Francesco Molinari delighted the home fans in Monza as he held his nerve to clinch a dramatic one-shot victory over Danny Willett at the Italian Open.
Willett piled the pressure on the crowd favourite when he birdied the 13th and eagled the next to close to within a shot of the leader, but he was unable to better par over the last four holes, as Molinari produced a stunning save on the 72nd.
The 33-year-old blocked his final drive way right into the trees, but he managed to recover with superb long-iron onto the front of the green, before rolling in a four-foot putt to card a 65 and seal his first European Tour title in over four years.
At a rain-affected event, which saw the second round only completed on Saturday, Molinari had earlier holed from a greenside bunker to close out a third round 64, while Willett had 10 holes to complete when play was suspended due to darkness on Saturday and carded three birdies on the back nine to return a flawless 67 and tie the Italian for the lead on 16 under.
But the Masters champion soon found himself trailing by two when Molinari hit his second to 15 feet at the long opening hole and nailed the putt for birdie, and he added another from five feet at the next after Willett had holed a good putt for a three.

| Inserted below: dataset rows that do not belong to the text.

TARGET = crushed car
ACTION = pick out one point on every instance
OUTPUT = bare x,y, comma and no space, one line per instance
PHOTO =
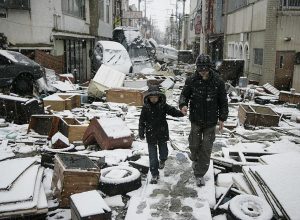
18,72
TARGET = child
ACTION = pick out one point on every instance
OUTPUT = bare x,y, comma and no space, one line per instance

But the two-time Ryder Cup star faltered on the 13th when he came up short with his approach, and failed to get up and down after Willett had made his birdie, and Molinari’s lead was trimmed to one despite a birdie at the par-five next as Willett smote a stunning second to 12 feet and holed the putt for a three.

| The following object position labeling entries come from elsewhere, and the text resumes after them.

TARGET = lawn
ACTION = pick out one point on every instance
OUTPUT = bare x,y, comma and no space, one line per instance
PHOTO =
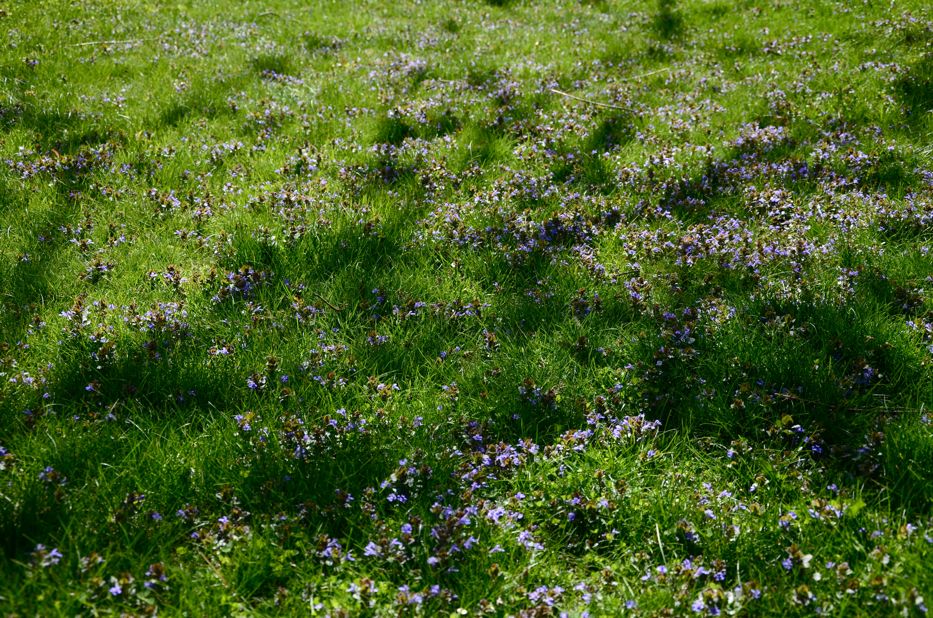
512,308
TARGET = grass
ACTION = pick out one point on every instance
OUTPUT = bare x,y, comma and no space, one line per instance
473,307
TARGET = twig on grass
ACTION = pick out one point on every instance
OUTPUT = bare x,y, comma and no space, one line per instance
609,105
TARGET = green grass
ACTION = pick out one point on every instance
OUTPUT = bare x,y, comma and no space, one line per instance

The pair traded pars over the next three holes and both missed the fairway at the last, but Molinari made light of having no direct path to the green as he produced a brilliant low fade from behind a tree, and his ball took a kindly kick to avoid the front-left bunker and bounded onto the putting surface.
Molinari lagged to four feet and looked likely to have two putts for the win, but Willett ramped up the pressure when he salvaged a par-four with a delightful putt from 15 feet to card a 66 and complete 72 holes with just a single bogey.
But Molinari was up to the task, his tricky putt dropping in the left side of the cup to earn him his second home title, 10 years after he made his European Tour breakthrough at Castello di Tolcinasco.